Le jardin clos d’Android entrouvre sa grille, et ce n’est pas par générosité. Google et Epic Games ont retiré leur tentative conjointe de modifier l’injonction permanente prononcée dans leur bras de fer antitrust sur la distribution d’applications Android. Résultat : à partir du mercredi 22 juillet aux États-Unis, Google devra héberger des boutiques d’applications tierces au sein même de Google Play.

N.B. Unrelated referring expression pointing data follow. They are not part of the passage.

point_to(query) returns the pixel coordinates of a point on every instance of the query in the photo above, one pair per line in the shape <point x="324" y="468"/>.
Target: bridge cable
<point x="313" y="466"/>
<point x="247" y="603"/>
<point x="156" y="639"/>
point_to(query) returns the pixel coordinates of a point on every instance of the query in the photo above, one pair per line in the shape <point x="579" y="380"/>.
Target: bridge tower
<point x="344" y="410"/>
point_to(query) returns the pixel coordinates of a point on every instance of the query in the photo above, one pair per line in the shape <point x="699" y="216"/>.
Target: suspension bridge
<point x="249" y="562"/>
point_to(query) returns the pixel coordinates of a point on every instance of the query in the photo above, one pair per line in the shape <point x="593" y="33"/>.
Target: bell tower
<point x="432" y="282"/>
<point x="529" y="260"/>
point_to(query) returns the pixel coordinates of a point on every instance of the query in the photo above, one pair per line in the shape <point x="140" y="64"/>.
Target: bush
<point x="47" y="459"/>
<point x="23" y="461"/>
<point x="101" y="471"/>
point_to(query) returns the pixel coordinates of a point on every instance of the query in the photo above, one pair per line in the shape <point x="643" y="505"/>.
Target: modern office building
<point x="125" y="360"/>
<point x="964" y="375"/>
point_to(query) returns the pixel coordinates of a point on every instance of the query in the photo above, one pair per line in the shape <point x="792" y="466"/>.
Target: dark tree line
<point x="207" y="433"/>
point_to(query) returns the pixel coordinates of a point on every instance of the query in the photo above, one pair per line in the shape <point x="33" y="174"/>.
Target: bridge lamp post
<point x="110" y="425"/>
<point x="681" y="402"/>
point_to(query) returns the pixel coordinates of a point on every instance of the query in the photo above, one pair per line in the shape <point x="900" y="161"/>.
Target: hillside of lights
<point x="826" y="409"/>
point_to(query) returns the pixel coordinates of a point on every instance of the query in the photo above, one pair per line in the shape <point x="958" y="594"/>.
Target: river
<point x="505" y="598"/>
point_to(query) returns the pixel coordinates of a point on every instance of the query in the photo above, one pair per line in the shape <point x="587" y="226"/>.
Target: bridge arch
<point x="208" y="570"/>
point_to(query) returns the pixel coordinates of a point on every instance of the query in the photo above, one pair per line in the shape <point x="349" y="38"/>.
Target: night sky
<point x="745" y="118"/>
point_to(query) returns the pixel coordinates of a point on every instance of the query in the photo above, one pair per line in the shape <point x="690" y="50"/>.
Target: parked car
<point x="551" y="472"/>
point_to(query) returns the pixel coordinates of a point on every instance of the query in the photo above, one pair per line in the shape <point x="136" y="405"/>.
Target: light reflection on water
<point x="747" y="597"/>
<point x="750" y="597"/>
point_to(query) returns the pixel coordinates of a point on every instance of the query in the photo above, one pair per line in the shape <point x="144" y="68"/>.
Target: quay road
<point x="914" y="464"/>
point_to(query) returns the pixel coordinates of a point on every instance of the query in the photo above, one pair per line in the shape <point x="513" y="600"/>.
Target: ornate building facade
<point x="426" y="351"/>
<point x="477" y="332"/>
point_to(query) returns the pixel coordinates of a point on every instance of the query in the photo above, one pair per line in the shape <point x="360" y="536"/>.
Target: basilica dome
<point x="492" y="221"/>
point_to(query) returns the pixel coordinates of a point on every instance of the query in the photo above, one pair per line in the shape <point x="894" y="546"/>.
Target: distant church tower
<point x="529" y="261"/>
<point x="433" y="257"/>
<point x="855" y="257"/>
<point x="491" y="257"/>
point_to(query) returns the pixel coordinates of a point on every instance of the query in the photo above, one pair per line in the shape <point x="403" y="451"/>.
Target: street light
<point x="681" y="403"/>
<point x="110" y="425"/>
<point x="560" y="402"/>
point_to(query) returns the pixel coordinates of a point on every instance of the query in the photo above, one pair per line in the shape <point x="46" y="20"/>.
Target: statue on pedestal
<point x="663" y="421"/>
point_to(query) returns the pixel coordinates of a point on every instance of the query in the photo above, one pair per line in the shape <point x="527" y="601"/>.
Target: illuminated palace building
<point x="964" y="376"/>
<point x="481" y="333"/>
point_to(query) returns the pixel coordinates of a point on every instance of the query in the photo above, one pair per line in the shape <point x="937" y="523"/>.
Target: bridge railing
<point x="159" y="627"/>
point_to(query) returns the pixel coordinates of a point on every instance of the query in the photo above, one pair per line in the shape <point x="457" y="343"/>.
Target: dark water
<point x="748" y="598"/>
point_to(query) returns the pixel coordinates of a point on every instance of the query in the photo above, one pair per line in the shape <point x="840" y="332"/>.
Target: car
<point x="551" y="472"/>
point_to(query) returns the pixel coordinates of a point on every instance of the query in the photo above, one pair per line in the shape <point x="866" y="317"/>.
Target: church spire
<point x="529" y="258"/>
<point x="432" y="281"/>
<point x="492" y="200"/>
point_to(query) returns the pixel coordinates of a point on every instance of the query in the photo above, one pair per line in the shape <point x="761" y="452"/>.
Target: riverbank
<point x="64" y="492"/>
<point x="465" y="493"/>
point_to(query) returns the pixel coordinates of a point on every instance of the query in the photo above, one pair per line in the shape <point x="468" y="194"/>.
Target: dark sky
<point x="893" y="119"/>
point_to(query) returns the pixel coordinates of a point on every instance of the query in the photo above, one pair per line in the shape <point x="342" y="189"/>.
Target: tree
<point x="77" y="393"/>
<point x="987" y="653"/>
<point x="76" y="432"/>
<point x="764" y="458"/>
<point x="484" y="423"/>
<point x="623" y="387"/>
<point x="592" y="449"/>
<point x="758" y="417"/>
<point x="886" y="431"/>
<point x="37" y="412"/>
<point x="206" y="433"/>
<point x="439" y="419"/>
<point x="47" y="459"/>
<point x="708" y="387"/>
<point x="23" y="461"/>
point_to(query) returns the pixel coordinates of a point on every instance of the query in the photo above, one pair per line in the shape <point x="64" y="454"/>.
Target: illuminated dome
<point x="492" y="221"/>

Les deux entreprises avaient cherché à faire valider un arrangement maison en lieu et place de l’ordonnance du tribunal. En retirant cette demande, elles laissent s’appliquer les remèdes antitrust fixés par le juge James Donato. Google a assuré au tribunal qu’elle poursuivrait sa mise en conformité avec l’injonction américaine.
Points clés
- Dès le 22 juillet 2026, Google Play doit héberger des boutiques d’applications tierces aux États-Unis
- Google et Epic ont retiré leur demande conjointe de modifier l’injonction du juge Donato
- L’accès au catalogue via le Play Catalog Access Program coûte 5 000 dollars par an
- Les fiches des développeurs américains seront partagées par défaut, sauf refus explicite
Google Play doit ouvrir la porte à la concurrence
Le principe est net. À partir du 22 juillet, des boutiques Android tierces pourront apparaître dans Google Play aux États-Unis. Les développeurs américains sont prévenus que leurs fiches d’applications et de jeux seront partagées automatiquement avec ces boutiques, sauf refus explicite de leur part. L’opt-out plutôt que l’opt-in : un détail qui a son importance.

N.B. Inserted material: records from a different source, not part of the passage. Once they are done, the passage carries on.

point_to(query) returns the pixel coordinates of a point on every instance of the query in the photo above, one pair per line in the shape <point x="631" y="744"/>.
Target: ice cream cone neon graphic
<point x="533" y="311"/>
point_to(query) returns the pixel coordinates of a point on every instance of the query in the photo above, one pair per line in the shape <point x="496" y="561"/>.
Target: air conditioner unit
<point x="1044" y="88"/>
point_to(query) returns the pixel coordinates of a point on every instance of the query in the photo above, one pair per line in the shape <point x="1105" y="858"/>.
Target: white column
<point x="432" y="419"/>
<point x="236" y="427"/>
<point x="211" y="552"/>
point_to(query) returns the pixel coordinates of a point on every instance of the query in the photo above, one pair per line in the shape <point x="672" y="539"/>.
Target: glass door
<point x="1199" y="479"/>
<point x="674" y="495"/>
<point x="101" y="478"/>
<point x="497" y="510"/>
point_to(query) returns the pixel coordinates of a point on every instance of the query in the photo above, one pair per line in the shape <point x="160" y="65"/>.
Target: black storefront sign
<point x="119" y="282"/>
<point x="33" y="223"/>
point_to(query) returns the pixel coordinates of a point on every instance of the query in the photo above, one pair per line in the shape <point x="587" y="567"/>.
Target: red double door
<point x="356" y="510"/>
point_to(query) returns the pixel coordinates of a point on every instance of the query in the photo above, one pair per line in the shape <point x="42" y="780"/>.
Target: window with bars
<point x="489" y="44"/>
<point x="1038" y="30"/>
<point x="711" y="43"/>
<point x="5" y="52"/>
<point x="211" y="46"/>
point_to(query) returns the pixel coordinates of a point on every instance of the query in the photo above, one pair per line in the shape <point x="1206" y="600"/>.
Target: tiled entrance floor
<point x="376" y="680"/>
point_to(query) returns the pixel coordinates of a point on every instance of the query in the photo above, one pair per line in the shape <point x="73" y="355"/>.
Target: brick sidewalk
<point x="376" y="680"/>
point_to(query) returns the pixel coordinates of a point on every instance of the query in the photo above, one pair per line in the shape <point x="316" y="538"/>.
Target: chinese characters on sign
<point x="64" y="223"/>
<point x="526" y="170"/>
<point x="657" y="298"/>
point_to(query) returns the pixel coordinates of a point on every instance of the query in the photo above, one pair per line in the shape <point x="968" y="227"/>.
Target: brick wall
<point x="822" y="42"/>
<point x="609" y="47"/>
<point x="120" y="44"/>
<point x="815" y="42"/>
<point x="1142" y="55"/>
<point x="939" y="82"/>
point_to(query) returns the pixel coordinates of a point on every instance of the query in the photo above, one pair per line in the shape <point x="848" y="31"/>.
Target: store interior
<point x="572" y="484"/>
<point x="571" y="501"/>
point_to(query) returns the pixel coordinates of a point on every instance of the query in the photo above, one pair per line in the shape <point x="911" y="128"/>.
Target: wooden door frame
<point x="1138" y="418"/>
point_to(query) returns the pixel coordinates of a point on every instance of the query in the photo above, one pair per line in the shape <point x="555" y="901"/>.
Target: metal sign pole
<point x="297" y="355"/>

Google a monté un dispositif dédié, le Play Catalog Access Program, pour encadrer ces demandes d’accès au catalogue. L’entrée n’est pas gratuite : un examen de sécurité et de conformité facturé 5 000 dollars par an, plus une série de conditions. Les boutiques candidates doivent notamment limiter leur activité aux États-Unis et respecter des politiques de sécurité et de confiance non discriminatoires, définies par Google lui-même. Ouvrir la porte, oui, mais en gardant la main sur le trousseau de clés.
- Entrée en vigueur : 22 juillet 2026
- Zone concernée : États-Unis
- Frais d’accès au catalogue : 5 000 dollars par an
- Conditions imposées : activité limitée aux États-Unis et règles de sécurité fixées par Google
L’affaire Epic continue de dicter ses conditions
Le contentieux remonte à la contestation par Epic des pratiques de Google sur Android et les paiements intégrés. Un jury fédéral de San Francisco a donné raison à Epic en 2023 sur les points clés du dossier, et le juge Donato a transformé ce verdict en injonction permanente. La Cour d’appel du neuvième circuit a confirmé l’essentiel de l’ordonnance en 2025.

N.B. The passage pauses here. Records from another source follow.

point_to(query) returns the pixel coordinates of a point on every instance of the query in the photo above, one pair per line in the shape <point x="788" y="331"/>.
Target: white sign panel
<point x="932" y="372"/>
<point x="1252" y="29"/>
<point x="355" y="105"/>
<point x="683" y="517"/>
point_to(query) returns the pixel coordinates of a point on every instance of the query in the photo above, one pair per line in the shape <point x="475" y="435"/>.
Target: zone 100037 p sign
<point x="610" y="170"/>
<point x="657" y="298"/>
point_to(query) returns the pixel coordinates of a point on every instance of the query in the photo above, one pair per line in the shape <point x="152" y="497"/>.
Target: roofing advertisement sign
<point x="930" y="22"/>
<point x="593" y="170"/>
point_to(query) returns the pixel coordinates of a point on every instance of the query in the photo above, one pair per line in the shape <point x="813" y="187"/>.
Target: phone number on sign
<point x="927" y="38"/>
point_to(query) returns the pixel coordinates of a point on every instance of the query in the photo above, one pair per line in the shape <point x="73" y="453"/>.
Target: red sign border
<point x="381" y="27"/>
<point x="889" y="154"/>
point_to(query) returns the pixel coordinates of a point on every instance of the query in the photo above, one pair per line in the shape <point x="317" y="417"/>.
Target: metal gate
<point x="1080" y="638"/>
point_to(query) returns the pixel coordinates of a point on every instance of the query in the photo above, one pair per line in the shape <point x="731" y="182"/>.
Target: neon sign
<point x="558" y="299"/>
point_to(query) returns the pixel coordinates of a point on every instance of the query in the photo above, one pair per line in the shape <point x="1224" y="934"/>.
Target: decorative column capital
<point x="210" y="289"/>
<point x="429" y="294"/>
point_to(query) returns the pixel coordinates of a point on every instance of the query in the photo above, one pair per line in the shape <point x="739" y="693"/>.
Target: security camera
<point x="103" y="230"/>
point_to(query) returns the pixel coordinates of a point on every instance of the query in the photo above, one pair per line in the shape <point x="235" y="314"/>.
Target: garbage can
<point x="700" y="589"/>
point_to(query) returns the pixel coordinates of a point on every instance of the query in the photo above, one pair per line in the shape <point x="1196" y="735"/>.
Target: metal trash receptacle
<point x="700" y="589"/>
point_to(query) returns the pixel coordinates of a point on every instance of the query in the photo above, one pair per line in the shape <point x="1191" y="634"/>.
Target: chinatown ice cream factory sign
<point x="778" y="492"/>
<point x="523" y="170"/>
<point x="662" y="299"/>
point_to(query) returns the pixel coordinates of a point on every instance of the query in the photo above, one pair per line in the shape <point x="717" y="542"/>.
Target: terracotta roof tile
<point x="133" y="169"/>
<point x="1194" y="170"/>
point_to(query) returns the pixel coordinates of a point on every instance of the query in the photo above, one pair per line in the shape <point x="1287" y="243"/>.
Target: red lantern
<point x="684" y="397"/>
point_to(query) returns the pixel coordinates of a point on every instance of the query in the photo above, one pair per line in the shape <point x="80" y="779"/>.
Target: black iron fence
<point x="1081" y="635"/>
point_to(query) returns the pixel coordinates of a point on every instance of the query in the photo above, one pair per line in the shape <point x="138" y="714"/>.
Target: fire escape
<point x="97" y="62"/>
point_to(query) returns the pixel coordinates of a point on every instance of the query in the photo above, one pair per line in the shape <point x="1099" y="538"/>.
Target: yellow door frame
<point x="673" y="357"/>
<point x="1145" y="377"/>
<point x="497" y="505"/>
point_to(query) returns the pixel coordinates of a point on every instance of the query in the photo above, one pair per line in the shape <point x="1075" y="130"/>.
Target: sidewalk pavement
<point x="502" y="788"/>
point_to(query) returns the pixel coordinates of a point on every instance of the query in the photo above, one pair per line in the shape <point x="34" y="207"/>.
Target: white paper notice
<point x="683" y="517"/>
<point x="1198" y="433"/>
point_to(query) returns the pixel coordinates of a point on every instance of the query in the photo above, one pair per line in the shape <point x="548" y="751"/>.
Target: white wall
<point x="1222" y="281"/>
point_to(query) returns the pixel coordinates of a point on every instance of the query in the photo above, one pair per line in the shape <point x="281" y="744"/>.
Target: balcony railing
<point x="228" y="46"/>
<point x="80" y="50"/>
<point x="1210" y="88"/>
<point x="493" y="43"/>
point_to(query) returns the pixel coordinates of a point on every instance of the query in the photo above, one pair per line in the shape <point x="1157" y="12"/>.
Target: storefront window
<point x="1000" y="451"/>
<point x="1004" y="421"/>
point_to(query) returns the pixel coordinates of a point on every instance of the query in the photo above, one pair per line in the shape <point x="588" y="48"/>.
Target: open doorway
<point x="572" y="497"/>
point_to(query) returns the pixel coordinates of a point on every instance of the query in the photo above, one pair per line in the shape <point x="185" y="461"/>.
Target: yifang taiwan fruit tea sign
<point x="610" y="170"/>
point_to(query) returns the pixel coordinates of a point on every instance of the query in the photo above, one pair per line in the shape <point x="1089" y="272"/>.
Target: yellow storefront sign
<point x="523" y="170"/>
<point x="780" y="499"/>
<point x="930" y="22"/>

Google ne cherche donc plus à substituer un accord négocié au remède judiciaire : l’entreprise applique la version imposée par le tribunal, calendrier compris. Pour les développeurs américains, le choix se résume à laisser leurs applications accessibles par défaut à ces boutiques ou à s’y opposer.
Dan Jackson, porte-parole de Google : « Nous avons accepté avec Epic de retirer notre demande visant à modifier l’injonction du tribunal américain plutôt que de prolonger ce processus, qui crée de l’incertitude pour l’écosystème. »
Après des années à défendre bec et ongles son monopole de distribution, Google finit par ouvrir sa boutique aux rivaux. Pas par conviction, mais parce qu’un juge le lui ordonne.